2 tablespoons olive oil extra-virgin ▢2 chicken breasts skinless, boneless ▢salt and pepper to taste ▢1 ½ cups whole milk ▢1 ½ cups chicken broth low-sodium ▢2 teaspoons minced garlic ▢8-12 ounces fettuccine ▢½ cup heavy whipping cream ▢1 cup Parmesan cheese freshly grated ▢parsley for garnish, optional


Step - 1

Warm the oil in a large skillet over medium-high heat. Season the chicken with salt and pepper and cook for 7 to 8 minutes per side, or until thoroughly cooked, in a skillet.  

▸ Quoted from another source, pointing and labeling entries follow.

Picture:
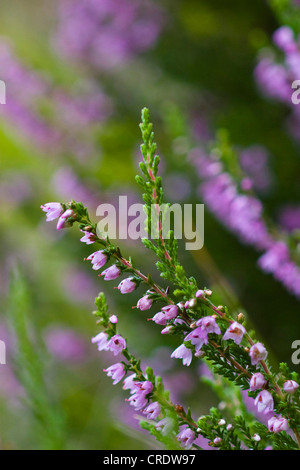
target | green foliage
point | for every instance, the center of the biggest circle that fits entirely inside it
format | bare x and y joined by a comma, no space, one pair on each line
29,364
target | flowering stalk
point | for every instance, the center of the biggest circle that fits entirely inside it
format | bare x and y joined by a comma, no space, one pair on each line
148,395
205,330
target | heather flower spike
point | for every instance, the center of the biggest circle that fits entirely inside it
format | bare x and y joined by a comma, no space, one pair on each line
127,286
53,210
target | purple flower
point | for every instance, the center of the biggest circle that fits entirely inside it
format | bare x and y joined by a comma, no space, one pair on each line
199,293
277,424
116,372
113,319
63,220
257,353
116,344
186,437
257,381
88,237
183,353
144,387
98,259
127,286
152,411
197,337
53,210
167,313
129,383
264,402
284,39
111,273
145,303
209,325
165,425
235,331
290,386
272,259
138,400
107,34
101,340
65,344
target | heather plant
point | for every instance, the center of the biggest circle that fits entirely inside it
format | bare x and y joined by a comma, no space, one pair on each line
205,331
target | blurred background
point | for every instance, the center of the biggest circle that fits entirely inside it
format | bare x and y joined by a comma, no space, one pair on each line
218,85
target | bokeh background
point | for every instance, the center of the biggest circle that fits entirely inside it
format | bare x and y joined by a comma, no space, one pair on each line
77,74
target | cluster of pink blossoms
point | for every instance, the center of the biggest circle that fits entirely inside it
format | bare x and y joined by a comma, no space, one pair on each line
55,210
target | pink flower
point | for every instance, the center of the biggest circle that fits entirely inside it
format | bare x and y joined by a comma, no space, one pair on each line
257,353
98,259
113,319
144,303
235,331
88,237
111,273
264,402
257,381
199,293
197,337
209,325
138,400
129,383
290,386
167,313
160,318
126,286
186,437
116,344
62,221
277,424
101,340
183,353
152,411
53,210
165,425
116,372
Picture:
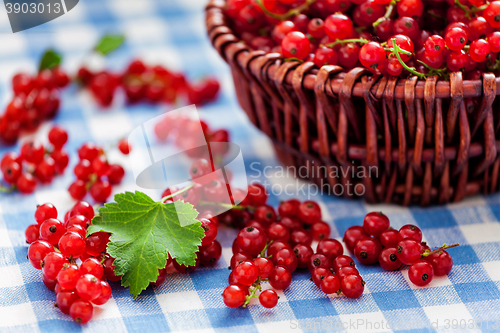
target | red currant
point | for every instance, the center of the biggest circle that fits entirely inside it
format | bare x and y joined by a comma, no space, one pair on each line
421,273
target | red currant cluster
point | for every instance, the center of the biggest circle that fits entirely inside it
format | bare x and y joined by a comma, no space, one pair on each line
181,130
35,162
142,83
377,242
390,37
270,247
94,174
35,99
54,248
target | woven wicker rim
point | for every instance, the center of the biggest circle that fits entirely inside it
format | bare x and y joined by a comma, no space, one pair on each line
217,26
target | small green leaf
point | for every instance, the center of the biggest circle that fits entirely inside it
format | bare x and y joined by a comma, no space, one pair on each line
50,59
143,231
109,43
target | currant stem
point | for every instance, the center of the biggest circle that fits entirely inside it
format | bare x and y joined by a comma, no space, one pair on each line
292,12
439,249
388,13
412,70
464,8
176,193
345,41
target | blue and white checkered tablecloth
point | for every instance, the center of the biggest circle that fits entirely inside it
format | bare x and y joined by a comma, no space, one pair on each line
172,32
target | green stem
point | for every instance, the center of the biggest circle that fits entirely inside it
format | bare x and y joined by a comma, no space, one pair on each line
292,12
176,193
345,41
249,297
405,66
438,250
388,13
464,8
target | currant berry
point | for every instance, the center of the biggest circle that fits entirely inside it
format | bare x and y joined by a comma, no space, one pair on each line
320,230
318,260
275,247
265,214
494,41
72,245
295,45
347,270
68,276
353,235
286,258
388,259
410,231
291,223
421,273
83,208
278,232
265,267
45,212
257,195
52,264
58,137
492,14
32,233
78,189
51,231
372,56
375,223
234,296
352,286
289,208
210,231
81,311
26,183
478,50
92,266
368,250
300,236
455,39
441,262
281,278
390,238
408,251
37,252
251,240
65,299
309,212
331,248
105,294
246,273
80,220
210,253
342,261
88,287
330,284
32,152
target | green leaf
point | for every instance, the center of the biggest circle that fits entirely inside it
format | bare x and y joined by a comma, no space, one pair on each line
143,231
50,59
109,43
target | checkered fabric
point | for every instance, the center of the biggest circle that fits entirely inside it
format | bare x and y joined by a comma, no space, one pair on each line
171,32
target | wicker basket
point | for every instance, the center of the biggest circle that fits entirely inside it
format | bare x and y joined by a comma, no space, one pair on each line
417,135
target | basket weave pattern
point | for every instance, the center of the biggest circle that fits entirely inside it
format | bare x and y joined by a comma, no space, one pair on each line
426,147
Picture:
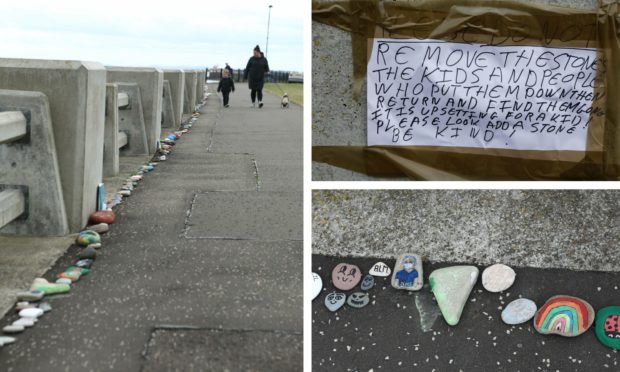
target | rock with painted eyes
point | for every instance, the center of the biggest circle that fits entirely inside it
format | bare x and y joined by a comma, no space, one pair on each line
335,300
367,283
358,300
346,276
317,285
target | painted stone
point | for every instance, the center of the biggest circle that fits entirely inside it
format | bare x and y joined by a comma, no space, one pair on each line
335,300
40,284
346,276
46,307
408,272
380,269
81,270
5,340
74,276
30,295
498,278
87,237
23,305
519,311
99,228
317,285
607,326
102,217
84,263
25,322
451,287
565,316
367,283
88,252
358,300
13,329
31,313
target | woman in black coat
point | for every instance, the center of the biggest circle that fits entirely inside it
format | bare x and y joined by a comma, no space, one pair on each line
255,74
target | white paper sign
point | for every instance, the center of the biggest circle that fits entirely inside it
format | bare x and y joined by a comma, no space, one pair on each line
435,93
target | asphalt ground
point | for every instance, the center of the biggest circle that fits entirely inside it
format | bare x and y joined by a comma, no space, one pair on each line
190,265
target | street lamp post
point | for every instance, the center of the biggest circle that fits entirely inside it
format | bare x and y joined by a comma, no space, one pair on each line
268,21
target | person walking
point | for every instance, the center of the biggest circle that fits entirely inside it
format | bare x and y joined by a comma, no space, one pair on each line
225,86
255,74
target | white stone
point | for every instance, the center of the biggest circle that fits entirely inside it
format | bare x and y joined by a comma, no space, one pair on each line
99,228
317,285
380,269
25,322
498,277
31,313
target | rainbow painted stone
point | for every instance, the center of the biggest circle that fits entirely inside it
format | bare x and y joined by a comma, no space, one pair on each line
607,326
87,237
565,316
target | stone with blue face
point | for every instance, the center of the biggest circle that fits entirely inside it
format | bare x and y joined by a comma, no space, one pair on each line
358,300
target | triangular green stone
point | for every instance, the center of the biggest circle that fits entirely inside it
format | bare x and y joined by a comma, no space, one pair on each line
451,287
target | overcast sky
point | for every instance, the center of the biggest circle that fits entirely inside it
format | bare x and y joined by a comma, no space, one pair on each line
183,33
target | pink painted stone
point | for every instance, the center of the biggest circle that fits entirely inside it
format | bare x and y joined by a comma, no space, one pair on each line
346,276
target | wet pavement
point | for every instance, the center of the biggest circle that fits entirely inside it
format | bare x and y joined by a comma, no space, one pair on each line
189,275
404,331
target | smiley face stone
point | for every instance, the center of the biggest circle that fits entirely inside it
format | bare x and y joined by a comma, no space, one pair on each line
358,300
335,300
346,276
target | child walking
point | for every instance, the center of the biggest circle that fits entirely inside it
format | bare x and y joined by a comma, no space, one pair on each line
225,86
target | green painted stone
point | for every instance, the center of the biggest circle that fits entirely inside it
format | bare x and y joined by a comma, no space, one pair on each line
451,287
88,237
607,326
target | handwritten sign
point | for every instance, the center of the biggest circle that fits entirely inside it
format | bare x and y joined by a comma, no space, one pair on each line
436,93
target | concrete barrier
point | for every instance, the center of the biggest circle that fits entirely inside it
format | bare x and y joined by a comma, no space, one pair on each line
132,128
151,81
31,197
191,81
110,139
167,113
177,91
76,94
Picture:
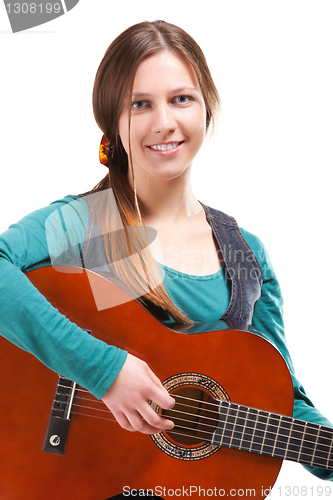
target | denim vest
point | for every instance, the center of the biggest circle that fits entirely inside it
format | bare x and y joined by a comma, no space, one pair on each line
242,266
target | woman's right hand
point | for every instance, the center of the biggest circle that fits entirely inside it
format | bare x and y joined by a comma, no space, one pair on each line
129,395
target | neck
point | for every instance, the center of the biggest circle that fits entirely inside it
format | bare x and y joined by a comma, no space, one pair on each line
166,200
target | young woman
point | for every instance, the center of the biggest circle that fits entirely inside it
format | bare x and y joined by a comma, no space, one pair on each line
155,101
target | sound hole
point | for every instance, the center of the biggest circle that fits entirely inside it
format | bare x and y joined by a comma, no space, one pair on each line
195,416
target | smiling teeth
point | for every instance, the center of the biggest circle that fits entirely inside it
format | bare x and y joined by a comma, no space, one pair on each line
165,147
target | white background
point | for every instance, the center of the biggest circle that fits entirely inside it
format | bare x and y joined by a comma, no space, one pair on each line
268,164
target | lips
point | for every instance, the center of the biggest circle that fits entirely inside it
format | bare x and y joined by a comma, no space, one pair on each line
165,146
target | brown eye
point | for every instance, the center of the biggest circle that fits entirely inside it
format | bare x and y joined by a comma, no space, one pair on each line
139,104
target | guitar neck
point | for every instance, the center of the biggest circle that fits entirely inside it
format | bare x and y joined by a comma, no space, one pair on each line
257,431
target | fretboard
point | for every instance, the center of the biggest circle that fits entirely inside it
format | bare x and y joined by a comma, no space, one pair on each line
257,431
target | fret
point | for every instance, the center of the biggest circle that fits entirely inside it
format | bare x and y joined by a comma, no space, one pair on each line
322,453
329,463
245,427
249,428
278,436
229,426
271,434
223,409
259,432
315,446
293,444
301,443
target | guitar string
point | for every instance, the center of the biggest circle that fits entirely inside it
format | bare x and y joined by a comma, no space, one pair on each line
278,452
304,448
295,438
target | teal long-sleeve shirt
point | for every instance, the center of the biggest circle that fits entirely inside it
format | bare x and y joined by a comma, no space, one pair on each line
33,324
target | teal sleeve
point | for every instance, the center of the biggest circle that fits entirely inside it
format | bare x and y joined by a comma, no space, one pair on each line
268,319
29,320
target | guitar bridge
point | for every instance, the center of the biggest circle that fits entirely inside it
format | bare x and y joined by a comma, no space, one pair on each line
61,415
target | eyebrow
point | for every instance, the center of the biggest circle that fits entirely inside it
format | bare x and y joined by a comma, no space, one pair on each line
175,91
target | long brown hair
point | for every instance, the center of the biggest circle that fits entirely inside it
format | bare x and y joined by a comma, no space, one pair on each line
114,81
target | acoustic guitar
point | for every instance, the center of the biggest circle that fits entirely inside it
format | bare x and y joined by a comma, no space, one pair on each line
233,424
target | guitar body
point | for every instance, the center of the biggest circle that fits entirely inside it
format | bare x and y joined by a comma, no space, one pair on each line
100,458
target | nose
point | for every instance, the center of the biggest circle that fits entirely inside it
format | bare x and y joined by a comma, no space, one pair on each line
163,119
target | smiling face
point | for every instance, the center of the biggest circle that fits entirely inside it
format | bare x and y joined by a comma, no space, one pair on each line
168,117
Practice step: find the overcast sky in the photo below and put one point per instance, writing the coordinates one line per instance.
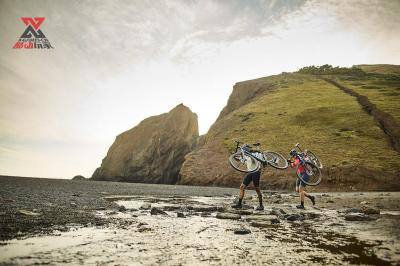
(118, 62)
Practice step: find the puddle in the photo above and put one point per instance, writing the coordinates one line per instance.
(199, 238)
(29, 246)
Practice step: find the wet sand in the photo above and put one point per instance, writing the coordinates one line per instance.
(47, 221)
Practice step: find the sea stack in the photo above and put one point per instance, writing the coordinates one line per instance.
(153, 151)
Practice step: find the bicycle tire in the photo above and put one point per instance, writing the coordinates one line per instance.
(235, 161)
(314, 159)
(276, 160)
(314, 173)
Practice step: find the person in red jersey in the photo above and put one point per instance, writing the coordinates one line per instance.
(300, 185)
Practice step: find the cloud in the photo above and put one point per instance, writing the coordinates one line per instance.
(117, 62)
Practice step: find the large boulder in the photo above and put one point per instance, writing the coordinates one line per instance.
(153, 151)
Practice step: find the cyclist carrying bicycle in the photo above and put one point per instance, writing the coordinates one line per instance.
(251, 177)
(300, 185)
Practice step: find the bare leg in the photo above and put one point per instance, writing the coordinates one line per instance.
(302, 193)
(242, 191)
(259, 195)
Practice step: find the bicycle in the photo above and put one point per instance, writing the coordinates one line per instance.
(310, 156)
(312, 170)
(247, 161)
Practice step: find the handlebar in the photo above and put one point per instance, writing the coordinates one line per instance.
(298, 146)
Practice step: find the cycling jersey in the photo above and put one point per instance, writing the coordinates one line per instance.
(295, 163)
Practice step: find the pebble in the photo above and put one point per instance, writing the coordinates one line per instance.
(29, 213)
(357, 217)
(294, 217)
(145, 206)
(241, 231)
(156, 211)
(352, 210)
(231, 216)
(370, 210)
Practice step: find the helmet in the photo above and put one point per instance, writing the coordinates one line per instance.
(293, 152)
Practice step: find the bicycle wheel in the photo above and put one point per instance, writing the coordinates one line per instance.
(313, 172)
(276, 160)
(314, 159)
(245, 164)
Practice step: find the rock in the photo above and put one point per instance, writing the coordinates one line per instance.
(370, 210)
(144, 229)
(171, 207)
(352, 210)
(260, 218)
(204, 208)
(28, 213)
(294, 217)
(241, 231)
(145, 206)
(261, 224)
(231, 216)
(79, 178)
(119, 197)
(156, 211)
(153, 151)
(312, 215)
(358, 217)
(241, 212)
(180, 215)
(278, 212)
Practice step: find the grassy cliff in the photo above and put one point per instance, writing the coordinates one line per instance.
(280, 110)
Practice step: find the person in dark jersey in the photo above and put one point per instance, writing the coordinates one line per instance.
(248, 178)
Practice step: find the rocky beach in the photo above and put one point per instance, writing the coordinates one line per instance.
(59, 222)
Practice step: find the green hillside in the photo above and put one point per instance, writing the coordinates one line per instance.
(304, 108)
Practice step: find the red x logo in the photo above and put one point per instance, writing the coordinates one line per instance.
(35, 22)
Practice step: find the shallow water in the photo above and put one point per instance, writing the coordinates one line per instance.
(139, 238)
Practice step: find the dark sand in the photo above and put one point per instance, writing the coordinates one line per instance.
(48, 221)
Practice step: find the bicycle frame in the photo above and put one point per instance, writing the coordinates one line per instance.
(244, 152)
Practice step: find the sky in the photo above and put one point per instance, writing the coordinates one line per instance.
(115, 63)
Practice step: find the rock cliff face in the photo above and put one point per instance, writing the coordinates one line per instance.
(280, 110)
(153, 151)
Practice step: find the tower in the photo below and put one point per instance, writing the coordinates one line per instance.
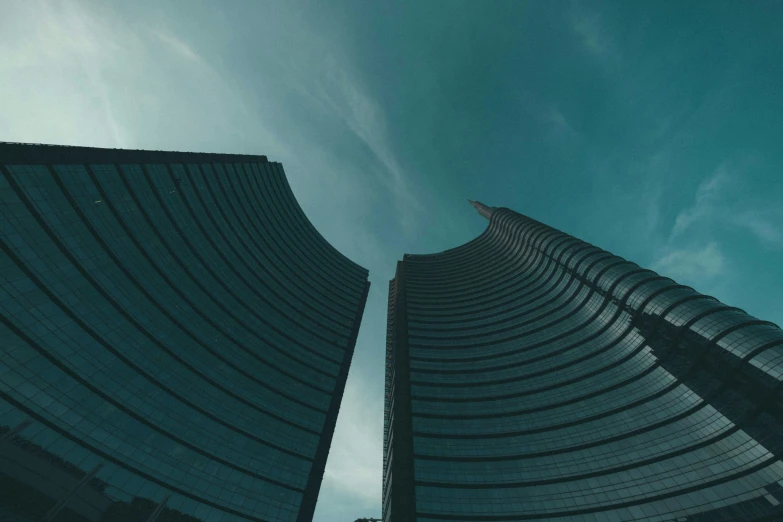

Ten minutes after allowing the chicken to settle, slice it and set aside.  

Step - 2

In a skillet, combine milk, bouillon, and garlic to create alfredo sauce. Season with pepper and salt, then come to a simmer.  

Step - 3

Stir dry fettuccine noodles into the sauce while doing so frequently for approximately three minutes. The noodles should be cooked for an additional 8 minutes.  

Step - 4

Stir together the heavy cream and Parmesan cheese with the sauce. Add a few minutes to the simmer until the sauce becomes thicker.  

Step - 5

Serve with the chicken stirred in, or arrange the noodles on a plate and garnish with sliced chicken. Freshly minced parsley and/or additional Parmesan cheese may be used to garnish.